14 May 2019 - {{hitsCtrl.values.hits}}
The Executive Board of the International Monetary Fund (IMF) has approved US $ 164.1 million disbursements for Sri Lanka, completing the fifth review of the Extended Fund Facility (EFF) arrangement Sri Lanka has with the multilateral lender.
The Executive Board also approved an extension of the arrangement by one additional year, until June 2, 2020, with a rephrasing of remaining disbursement.
Under the US $ 1.5 billion EEF arrangement, Sri Lanka up to now has drawn US $ 1.15 billion, which includes the latest tranche.
IMF said sustaining policy discipline remains critical to strengthen resilience in the economy and support strong and inclusive growth.

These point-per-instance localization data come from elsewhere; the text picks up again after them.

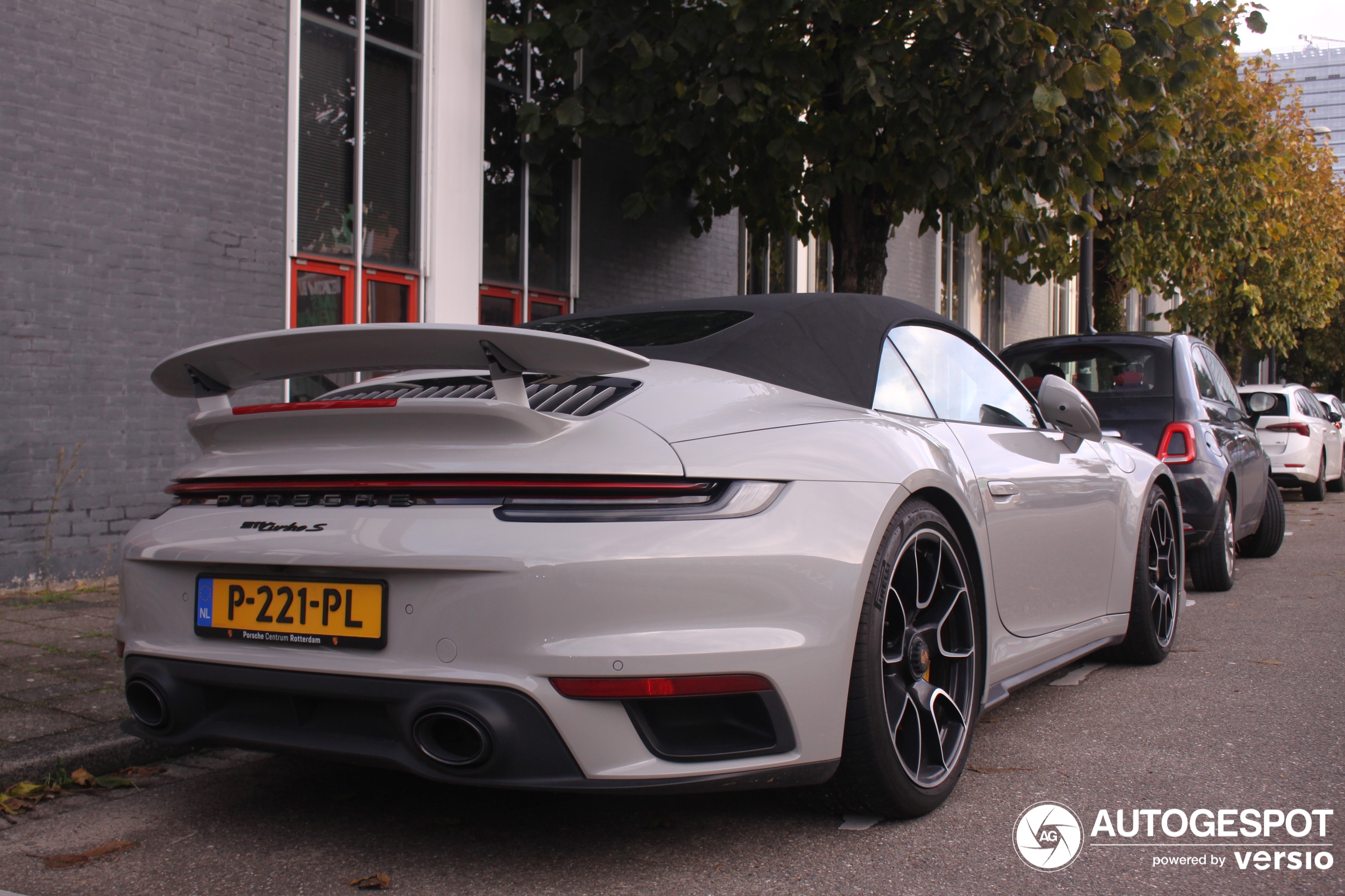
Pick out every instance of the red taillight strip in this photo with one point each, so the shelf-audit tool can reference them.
(315, 406)
(200, 487)
(636, 688)
(1189, 433)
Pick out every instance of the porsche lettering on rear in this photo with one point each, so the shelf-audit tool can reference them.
(282, 527)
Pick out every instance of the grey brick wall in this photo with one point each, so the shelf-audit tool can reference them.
(141, 210)
(913, 265)
(650, 258)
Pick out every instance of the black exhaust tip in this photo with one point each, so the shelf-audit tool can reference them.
(452, 738)
(147, 703)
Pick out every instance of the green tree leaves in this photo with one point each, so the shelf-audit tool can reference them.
(1001, 113)
(1249, 228)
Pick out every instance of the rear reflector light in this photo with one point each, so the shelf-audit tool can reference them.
(314, 406)
(638, 688)
(556, 487)
(1177, 444)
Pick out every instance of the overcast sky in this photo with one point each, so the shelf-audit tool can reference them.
(1286, 19)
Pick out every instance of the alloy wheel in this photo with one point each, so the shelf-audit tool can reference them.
(1230, 543)
(1164, 570)
(928, 657)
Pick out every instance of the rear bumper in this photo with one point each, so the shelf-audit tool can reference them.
(1199, 485)
(1299, 452)
(370, 722)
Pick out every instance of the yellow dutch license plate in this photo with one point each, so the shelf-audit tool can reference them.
(334, 613)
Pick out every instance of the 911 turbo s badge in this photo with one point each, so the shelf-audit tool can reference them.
(280, 527)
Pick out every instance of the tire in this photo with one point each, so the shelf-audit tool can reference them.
(1317, 491)
(1339, 483)
(1212, 565)
(1157, 592)
(907, 734)
(1270, 533)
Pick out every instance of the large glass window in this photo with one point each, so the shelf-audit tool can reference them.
(962, 383)
(768, 263)
(953, 271)
(526, 237)
(360, 131)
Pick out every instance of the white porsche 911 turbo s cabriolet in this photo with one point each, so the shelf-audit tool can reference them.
(779, 540)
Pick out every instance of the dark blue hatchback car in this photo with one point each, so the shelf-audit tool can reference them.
(1171, 395)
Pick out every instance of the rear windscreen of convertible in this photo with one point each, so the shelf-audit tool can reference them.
(1102, 371)
(648, 328)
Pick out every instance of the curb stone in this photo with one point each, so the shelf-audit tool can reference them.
(100, 749)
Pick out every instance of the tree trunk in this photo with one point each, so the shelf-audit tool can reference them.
(1109, 292)
(860, 229)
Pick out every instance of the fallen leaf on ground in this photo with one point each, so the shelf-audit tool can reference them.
(373, 882)
(76, 860)
(26, 795)
(85, 778)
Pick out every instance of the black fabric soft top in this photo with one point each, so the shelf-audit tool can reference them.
(825, 345)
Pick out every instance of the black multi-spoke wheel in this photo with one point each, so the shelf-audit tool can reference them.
(918, 673)
(1157, 592)
(928, 657)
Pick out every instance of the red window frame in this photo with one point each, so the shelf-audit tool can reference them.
(392, 276)
(514, 293)
(347, 273)
(337, 269)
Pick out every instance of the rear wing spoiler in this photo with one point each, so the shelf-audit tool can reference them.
(212, 371)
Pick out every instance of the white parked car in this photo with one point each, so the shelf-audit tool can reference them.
(696, 546)
(1333, 406)
(1305, 446)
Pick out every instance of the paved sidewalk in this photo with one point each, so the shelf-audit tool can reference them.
(61, 687)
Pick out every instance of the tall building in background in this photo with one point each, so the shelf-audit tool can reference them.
(1320, 73)
(180, 173)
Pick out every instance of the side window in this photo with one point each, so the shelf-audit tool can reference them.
(1204, 379)
(961, 383)
(1306, 403)
(898, 390)
(1223, 382)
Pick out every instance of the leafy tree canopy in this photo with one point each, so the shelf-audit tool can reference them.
(840, 117)
(1247, 226)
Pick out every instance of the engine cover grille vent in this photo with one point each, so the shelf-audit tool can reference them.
(569, 395)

Below is the full IMF release.
On May 13, 2019, the Executive Board of the International Monetary Fund (IMF) completed the Fifth Review of Sri Lanka’s economic performance under the program supported by an extended arrangement under the Extended Fund Facility (EFF).
Completion of this review, upon the granting of waivers of no observance for the end‑December 2018 performance criteria on the primary balance and net official international reserves, makes available SDR 118.5 million (about US$ 164.1 million), bringing total disbursements under the arrangement to SDR 833.73 million (about US$ 1.155 billion).
The Executive Board also approved an extension of the arrangement by one additional year, until June 2, 2020, with rephrasing of remaining disbursements. Sri Lanka’s three-year extended arrangement was approved on June 3, 2016, in the amount of about SDR 1.1 billion (US$1.5 billion, or 185 percent of quota in the IMF at the time of approval of the arrangement. See Press Release No. 16/262).
Following the Executive Board’s discussion of the review, Mr. Mitsuhiro Furusawa, Deputy Managing Director and Acting Chair of the Board, issued the following statement:
“We join Executive Directors in extending our condolences to the government and people of Sri Lanka for the loss of life and suffering caused by the recent terror attacks. “The Sri Lankan authorities have successfully brought the program back on track, despite important setbacks, by advancing fiscal consolidation through a well-targeted 2019 budget, rebuilding reserves, while maintaining a prudent monetary policy under greater exchange rate flexibility, and reviving structural reforms. Sustaining policy discipline remains critical to strengthen resilience, given still sizable public debt and low external buffers, and support strong and inclusive growth.
“Sustained revenue mobilisation is needed to place public debt on a downward path, while making space for critical public investment and an expansion of the social safety net under well-defined selection criteria. Strengthening the selection and appraisal process of large-scale investment projects and assessing their fiscal affordability is critical, given Sri Lanka’s high public debt. Stronger fiscal rules and a medium-term debt management strategy will support medium-term fiscal consolidation and debt reduction efforts.
“The authorities should renew their efforts to strengthen SOE governance and transparency, including by advancing a restructuring plan for SriLankan Airlines and completing energy pricing reforms, building on important progress with the implementation of the fuel pricing formula.
“The Central Bank of Sri Lanka should continue to pursue a prudent and data-dependent monetary policy. The amendments to the central bank law will be a major step in the transition to flexible inflation targeting. Efforts to build reserves should be sustained, under greater exchange rate flexibility, to protect the economy against shocks. Harmonising regulation and supervision of financial institutions, strengthening the macro prudential policy framework, and enhancing the crisis-preparedness toolkit will help further strengthen financial sector stability.
“Continued implementation of structural reforms is essential to support strong and inclusive growth. Efforts should focus on liberalising trade, improving the business environment and promoting investment, strengthening governance, encouraging female and youth labour force participation, enhancing social protection, and improving crisis preparedness to natural disasters.”